In 1484, Pope Innocent VIII in a Papal Bull denounced witchcraft as an organized conspiracy of the Devil's army against the Holy Christian Empire. In 1486, a handbook of the witch hunters, called Malleus Maleficarum, "Hammer of Witches," appeared and became an indispensable authority for terror and murder. The use of any means of physical and psychological torture to force confessions out of the accused was allowed. The period can boast of greatest creativity in the discovery of tools and methods of torture.
This was the beginning of the dangerous convulsions of patriarchal rule which 460 years later reached the peak in Stalin's East Europe with the torture and murder of fifty million women, children, and men.
In spite of the horrible war against women and their lore and the demonization of the Goddess, the memories of her live on in fairy tales, rituals, customs, and in language. Collections such as Grimm's German tales are rich in prehistoric motifs describing the functions of this Winter Goddess, Frau Holla (Holle, Hell, Holda, Perchta, etc.). She is the ugly Old Hag with a long nose, large teeth, and disheveled hair. Her strength lingers in her teeth and hair. She is a snow- and weather-making woman. At the same time she regenerates nature. She is a woman who brings out the sun. Once a year she appears as a dove, a blessing ensuring fertility. As a frog, Holla brings the red apple, symbol of life, back to earth from the well into which it fell at harvest. Her realm is the inner depth of mountains and caves (Holla, the name of the Goddess, and Höhle, the German name for "cave" are certainly related. Hell in its present meaning is a doing of Christian missionaries).

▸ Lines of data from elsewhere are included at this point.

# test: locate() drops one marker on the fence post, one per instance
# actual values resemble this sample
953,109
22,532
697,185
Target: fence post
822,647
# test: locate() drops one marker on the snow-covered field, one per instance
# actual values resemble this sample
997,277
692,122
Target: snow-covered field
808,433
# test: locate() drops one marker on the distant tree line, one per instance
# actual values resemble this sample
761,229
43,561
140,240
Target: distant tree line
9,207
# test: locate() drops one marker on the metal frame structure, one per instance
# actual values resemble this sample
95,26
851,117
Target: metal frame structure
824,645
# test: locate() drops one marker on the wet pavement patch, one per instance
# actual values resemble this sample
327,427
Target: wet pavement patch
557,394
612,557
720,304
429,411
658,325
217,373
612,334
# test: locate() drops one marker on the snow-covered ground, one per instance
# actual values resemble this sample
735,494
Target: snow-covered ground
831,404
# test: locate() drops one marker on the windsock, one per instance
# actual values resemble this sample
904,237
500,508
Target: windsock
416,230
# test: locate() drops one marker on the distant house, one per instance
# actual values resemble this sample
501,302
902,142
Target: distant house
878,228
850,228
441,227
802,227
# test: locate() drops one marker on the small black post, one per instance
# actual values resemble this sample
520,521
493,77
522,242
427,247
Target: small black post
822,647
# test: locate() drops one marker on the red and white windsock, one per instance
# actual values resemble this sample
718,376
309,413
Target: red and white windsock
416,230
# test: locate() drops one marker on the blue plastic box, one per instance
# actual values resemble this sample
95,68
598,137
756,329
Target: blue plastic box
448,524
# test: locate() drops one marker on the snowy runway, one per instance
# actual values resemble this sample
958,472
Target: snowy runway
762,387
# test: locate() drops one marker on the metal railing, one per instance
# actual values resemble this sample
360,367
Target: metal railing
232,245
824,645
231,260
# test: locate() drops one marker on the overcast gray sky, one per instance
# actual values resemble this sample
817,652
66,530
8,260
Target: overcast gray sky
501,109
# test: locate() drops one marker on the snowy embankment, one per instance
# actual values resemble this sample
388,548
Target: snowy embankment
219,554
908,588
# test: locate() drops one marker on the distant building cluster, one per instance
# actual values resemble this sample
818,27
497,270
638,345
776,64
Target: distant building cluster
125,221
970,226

To Holla, as the Mother of the Dead, sacrifices were made in the form of baking a bread called Hollenzopf, "Holla's braid," at Christmas time. Holler, Holunder, "elder tree," was the sacred tree of the Goddess having healing powers. Under this tree lived the dead.
The same goddess still plays a prominent role in beliefs of other Europeans as the Baltic Ragana, Russian Baba Yaga, Polish Jedza, Serbian Mora, Morava, Basque Mari, Irish Morr?gan. This powerful goddess was not wiped out from the mythical world.
Today she is an inspiration for the revival of herbology and other healing crafts and more than any other images of goddesses strengthens the confidence in women.
There is no question that Old European sacred images and symbols remain a vital part of the cultural heritage of Europe. Most of us were surrounded in childhood by the fairy world, which contained many images transmitted from Old Europe.
In some nooks of Europe, as in my own motherland, Lithuania, there still flow sacred and miraculous rivers and springs, there flourish holy forests and groves, reservoirs of blossoming life, there grow gnarled trees brimming with vitality and holding the power to heal; along waters there still stand menhirs, called "Goddesses," full of mysterious power.
The Old European culture was the matrix of much later beliefs and practices. Memories of a long-lasting matriarchal past could not be erased, and it is not surprising that the feminine principle plays a formidable role in the subconscious dream and fantasy world. It remains (in Jungian terminology) "the repository of human experience" and a "depth structure."